Early — a direction, not a result.
Pool everything together and train jointly. Hypothesis: does scale unlock the generalization per-dataset training couldn't?
A hypothesis to test — not a proven result.
SSL only helped under severe-but-bridgeable gaps — so the bar is generalization we can prove, not hope for.
Combined corpus is roughly Sparsh-scale:
| F/T data | ~178 h |
| Rollouts | ~16.7k |
| Samples @10 Hz | ~6.4M |
| Sparsh (tactile imgs) | ~462k |
Unproven: does pooling all datasets unlock cross-robot generalization?
These are the directions the next chapter's funding & startup plan has to resource.
Video-only force recovery doesn't fully work yet — contact & magnitude land, direction & cross-robot don't. Now: who funds closing the gap.
Three tracks — compute, grant, startup — built on a promising but incomplete result.
Inception-style ask: GPUs.
We already hold a Sparsh-scale dataset and baselines showing video→force works.
Sparsh trained on 8×A100 — exactly what NVIDIA can provide.

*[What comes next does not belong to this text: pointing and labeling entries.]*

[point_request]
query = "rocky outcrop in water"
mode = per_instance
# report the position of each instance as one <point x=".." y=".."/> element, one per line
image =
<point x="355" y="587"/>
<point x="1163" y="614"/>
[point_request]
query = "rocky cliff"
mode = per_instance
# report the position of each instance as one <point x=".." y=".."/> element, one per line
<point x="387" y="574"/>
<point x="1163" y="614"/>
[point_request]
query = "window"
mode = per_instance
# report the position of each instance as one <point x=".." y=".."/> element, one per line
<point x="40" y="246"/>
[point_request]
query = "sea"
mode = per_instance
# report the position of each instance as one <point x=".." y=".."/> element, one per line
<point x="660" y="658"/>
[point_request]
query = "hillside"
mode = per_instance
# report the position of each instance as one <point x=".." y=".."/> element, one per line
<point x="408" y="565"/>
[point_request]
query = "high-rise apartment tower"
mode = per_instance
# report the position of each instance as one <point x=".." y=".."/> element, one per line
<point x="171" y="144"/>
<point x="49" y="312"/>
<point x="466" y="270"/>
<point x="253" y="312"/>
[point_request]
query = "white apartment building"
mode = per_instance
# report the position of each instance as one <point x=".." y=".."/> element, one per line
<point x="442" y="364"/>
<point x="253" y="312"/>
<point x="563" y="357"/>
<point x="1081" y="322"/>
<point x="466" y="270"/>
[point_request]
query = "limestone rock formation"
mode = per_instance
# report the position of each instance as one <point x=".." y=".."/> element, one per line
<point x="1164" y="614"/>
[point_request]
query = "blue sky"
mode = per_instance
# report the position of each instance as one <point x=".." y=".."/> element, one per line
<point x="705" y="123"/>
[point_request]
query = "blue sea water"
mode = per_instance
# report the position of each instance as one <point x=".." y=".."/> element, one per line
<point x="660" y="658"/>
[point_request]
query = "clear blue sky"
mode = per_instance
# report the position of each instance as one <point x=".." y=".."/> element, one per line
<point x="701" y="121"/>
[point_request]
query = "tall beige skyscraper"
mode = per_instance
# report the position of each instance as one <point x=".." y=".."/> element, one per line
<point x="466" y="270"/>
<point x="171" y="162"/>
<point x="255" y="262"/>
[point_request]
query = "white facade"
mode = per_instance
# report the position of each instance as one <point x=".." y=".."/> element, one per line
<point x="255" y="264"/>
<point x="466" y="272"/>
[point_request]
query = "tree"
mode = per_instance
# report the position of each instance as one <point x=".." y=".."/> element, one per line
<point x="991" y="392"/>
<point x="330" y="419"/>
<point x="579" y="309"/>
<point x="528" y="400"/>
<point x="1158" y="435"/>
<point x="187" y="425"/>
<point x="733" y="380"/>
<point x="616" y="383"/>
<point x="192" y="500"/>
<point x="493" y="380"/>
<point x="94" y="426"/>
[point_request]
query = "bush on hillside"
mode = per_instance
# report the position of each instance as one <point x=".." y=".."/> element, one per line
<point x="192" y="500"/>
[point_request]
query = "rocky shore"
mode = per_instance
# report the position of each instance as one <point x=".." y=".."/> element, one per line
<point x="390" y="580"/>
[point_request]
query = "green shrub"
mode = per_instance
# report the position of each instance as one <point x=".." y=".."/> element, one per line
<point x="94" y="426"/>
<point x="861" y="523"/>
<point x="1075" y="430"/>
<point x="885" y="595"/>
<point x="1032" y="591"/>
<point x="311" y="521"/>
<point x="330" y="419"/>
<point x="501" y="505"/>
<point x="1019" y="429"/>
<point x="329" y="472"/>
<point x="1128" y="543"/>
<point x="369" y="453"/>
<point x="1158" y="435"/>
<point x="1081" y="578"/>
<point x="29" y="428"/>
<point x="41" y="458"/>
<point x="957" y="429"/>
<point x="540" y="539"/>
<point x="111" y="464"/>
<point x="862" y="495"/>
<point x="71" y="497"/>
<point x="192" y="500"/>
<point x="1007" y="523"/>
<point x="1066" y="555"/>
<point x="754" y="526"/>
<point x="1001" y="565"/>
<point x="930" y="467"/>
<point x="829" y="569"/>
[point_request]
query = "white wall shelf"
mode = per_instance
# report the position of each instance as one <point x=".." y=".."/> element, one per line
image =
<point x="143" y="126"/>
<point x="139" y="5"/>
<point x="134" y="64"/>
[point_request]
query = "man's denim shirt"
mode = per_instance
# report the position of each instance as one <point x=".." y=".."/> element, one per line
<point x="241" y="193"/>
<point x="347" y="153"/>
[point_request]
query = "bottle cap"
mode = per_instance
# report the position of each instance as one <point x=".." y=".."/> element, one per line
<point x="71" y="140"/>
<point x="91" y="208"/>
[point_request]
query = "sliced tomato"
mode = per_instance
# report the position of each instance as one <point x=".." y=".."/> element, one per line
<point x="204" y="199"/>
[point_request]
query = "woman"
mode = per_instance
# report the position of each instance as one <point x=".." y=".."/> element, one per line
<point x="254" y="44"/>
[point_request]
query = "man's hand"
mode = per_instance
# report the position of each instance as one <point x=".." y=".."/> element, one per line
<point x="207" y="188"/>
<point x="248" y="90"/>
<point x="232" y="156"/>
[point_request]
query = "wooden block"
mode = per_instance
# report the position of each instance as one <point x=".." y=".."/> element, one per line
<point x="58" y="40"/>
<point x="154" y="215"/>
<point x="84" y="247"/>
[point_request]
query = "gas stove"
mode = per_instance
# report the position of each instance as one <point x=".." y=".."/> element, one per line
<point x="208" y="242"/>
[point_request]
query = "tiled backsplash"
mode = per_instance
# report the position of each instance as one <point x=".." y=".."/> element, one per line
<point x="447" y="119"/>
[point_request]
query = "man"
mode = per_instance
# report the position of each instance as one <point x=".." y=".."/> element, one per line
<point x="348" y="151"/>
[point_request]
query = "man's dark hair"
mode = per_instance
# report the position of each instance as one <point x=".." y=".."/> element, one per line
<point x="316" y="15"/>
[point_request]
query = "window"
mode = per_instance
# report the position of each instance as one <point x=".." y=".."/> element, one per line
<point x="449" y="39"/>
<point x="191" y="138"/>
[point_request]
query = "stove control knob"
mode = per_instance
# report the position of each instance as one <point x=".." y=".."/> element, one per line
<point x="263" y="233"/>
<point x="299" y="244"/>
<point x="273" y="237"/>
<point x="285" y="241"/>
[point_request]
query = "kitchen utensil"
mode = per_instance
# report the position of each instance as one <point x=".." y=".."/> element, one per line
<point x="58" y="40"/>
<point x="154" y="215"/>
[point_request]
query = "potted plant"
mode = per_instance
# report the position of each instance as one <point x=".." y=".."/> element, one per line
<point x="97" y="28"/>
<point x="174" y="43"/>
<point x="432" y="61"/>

The one missing ingredient to scale is compute — not data, not a result.
Ask = 8×A100 (Sparsh-equivalent).
We have shown a proof-of-concept for the force-prediction task.
Plan: apply to the bilateral program and continue this direction.
Open governance question: does running a startup conflict with or interfere with the academic grant?
Unresolved — flag, not a blocker.
Thesis: dexterous force-data recovery for data factories.
Recover the missing force modality from vision-only manipulation data, then sell it to data-collection / robot-learning companies.
Must-prove dependency: force data actually improves downstream training — no proof, no demand.
Contact gate = debounce(‖F‖ > τ, N). The cached-feature pipeline behind the published numbers already uses raw N=1 (no debounce); the N=5 rule lived only in a legacy label path. We swept N ∈ {1,3,5} over the train-target and eval-GT independently; the matched diagonal (train-N = eval-N) is shown.
| dataset | N=1 | N=3 | N=5 |
|---|---|---|---|
| REASSEMBLE | 0.887 | 0.891 | 0.888 |
| FMB | 0.777 | 0.778 | 0.751 |
| RH20T* | 0.551 | 0.553 | — |
*single τ / capped / per-robot — confounded
No contact-F1 gain from the debounce on any dataset → keep N=1. Each model peaks on its own eval-N, but the matched diagonal is flat — the rule only changes what counts as a contact, not how well it’s predicted.